Two years ago the state purchased the land - but not the lodge - from the Conservation Fund, which had bought out the club's shareholders.

"They have the place and they don't have any money to work it. They've got the place and they don't know what to do with it," Lester Hart said of DNR.

Hart, of Hagerstown, and a charter member of the Washington County Chapter of the Izaak Walton League, said he would be "sitting back and waiting to see what's going to happen."

The proposed agreement, which must approved by the state's Board of Public Works, would give a newly created chapter of the Walton League use of the 15-room, 18,785-square-foot lodge overlooking the river from October through March. In exchange, the league would pay the $150,000 or more a year it costs to maintain the lodge, grounds and two manmade lakes within an area of about 900 acres.

"It's my understanding that there would be no change in ownership and the bulk of the property would be open for hunting and fishing all of the time," said Dr. Paul Wolber, a member of the local chapter of the Walton League and president of the Washington County Federation of Sportsmen.

"Most of the area around the lodge, the artifacts and game farm, the public's been excluded from anyway," Wolber said.

He said the county chapter had no involvement in the negotiations between DNR, the Izaak Walton League of America and the new Woodmont chapter.

"I dare say it will be more open to the public than if you made a mausoleum out of the place," said Paul Hansen, executive director of the Izaak Walton League of America. The lodge and grounds are in a restricted area within the 3,420 acres of which the state took ownership in 1995.

Hansen said the Woodmont chapter is made up mainly of people from the Baltimore area.

That chapter would have almost exclusive use of the lodge and grounds for hunts and other events during the fall and winter, but during deer season, the enclave would be open to the public for hunting under special permit, such as youth or handicapped hunting.

Groups or individuals would have access to the lodge area during the fall and winter by special arrangement with the Woodmont group.

During the rest of the year, the Izaak Walton League of America would manage the lands in cooperation with DNR. Hansen said the Walton League has to develop a management plan for the land over the next two years.

On the question of whether some might object to the Woodmont chapter using land purchased with taxpayer's money, Hansen said that the wildlife management area was purchased by the state for $3.1 million, but the Conservation Fund conveyed the lodge and grounds, appraised at about $1 million, at no cost.

Although the lease proposal is for 15 years, Hansen said it essentially would be a year-to-year deal with all parties having an out. There is a renewal option.

"It's going to be open to anybody, but they're going to have a fairly steep dues" and fees, he said of the Woodmont chapter. The group is expected to put about $500,000 into the lodge and grounds.

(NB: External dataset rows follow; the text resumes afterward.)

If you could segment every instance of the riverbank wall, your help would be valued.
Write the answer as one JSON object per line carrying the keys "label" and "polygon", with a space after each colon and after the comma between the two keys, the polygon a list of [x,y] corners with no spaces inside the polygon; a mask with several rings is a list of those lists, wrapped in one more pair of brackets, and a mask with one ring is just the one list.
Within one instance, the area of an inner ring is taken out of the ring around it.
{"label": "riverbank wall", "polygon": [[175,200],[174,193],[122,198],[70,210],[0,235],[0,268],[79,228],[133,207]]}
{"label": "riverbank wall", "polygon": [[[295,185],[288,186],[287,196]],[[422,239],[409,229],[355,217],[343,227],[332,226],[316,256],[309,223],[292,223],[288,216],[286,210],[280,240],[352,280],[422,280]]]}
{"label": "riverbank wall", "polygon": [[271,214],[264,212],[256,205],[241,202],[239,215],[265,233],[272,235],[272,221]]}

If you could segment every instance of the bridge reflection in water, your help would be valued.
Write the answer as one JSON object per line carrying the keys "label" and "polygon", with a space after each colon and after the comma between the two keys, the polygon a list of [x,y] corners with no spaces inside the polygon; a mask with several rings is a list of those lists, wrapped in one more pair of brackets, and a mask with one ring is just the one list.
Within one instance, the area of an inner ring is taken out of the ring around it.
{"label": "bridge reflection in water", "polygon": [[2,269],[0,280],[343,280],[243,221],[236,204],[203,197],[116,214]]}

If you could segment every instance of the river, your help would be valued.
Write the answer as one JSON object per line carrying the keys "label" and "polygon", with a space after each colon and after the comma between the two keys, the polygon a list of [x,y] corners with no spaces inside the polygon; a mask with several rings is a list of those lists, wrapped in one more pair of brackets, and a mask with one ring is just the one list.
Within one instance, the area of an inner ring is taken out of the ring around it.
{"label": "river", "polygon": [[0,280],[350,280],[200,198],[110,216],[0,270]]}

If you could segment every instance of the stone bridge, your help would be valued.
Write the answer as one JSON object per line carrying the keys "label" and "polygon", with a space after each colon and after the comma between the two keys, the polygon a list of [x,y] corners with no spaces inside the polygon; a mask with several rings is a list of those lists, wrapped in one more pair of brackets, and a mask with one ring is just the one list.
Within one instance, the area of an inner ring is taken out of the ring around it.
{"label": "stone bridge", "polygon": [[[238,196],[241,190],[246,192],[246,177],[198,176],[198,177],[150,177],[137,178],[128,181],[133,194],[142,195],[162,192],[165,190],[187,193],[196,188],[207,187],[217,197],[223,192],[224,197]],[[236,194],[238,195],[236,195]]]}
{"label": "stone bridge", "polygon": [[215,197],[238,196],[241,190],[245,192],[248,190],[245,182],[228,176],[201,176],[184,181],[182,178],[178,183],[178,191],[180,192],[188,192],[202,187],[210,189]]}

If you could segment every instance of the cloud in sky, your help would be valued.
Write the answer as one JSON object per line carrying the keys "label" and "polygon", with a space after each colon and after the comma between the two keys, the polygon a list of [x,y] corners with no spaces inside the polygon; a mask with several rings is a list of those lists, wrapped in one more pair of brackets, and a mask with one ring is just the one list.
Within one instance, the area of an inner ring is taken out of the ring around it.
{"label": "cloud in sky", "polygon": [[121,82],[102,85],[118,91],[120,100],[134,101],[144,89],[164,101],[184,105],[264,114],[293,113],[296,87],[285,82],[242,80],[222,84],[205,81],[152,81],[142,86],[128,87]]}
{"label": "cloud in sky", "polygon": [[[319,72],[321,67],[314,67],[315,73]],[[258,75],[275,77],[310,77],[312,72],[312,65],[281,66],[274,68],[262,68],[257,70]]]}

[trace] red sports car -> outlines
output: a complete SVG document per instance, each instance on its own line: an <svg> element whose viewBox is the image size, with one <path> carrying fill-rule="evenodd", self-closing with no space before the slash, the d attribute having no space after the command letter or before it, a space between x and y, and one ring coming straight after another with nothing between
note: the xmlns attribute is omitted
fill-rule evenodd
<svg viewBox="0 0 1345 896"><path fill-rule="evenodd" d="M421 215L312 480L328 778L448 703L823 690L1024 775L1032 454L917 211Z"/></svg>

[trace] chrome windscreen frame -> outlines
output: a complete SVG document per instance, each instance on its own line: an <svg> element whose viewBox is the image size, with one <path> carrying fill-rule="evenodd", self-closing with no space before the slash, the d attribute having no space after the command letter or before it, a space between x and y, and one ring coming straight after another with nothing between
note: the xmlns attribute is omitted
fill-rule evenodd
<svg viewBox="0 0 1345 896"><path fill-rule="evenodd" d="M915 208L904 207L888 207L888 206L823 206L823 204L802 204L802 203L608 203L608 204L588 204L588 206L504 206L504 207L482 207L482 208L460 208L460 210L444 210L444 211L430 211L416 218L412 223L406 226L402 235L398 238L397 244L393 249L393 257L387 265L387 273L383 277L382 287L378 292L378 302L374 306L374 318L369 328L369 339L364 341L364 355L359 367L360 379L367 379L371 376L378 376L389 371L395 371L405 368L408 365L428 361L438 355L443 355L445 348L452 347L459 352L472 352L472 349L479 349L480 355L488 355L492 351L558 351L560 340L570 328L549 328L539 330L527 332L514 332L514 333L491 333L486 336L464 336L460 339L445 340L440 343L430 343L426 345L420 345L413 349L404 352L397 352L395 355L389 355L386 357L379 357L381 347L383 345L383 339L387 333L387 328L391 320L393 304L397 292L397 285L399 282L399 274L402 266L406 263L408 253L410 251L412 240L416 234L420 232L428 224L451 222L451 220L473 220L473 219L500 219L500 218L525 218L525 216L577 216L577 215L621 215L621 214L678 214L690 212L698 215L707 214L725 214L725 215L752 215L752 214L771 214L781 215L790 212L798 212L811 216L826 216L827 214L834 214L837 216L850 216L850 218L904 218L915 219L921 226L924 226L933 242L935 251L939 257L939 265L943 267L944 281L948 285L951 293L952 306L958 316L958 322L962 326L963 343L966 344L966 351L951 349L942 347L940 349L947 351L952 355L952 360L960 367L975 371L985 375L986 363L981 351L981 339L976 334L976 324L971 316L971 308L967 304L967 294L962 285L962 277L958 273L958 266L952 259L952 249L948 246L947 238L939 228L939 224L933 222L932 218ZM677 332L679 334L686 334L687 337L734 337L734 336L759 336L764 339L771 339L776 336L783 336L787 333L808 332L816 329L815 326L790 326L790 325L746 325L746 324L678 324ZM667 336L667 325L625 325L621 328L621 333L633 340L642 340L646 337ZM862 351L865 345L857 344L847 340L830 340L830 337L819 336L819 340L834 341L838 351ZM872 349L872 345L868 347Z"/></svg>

Members will pay all maintenance and operations costs, including salary for a year-round manager who will work with the national group and DNR the other half of the year.

After the state bought Woodmont, "We looked for a partnership with a nonprofit entity to help us manage this responsibility," Michael Nelson, DNR's director of land and water conservation, said.

He called the involvement of the national organization of the league "a coup for Washington County."

In the future, the public can look forward to hunting and environmental education programs, seminars, open houses and other activities at the lodge, he said.

DNR spokeswoman Patricia Manown said that most of the acreage is open to the public for hiking, bird watching and hunting all year long.

Nelson said DNR will brief the Board of Public Works on the proposal on July 25.

The Izaak Walton League is a conservation organization named after the English author of that name who was known for his classic on fishing, "The Compleat Angler."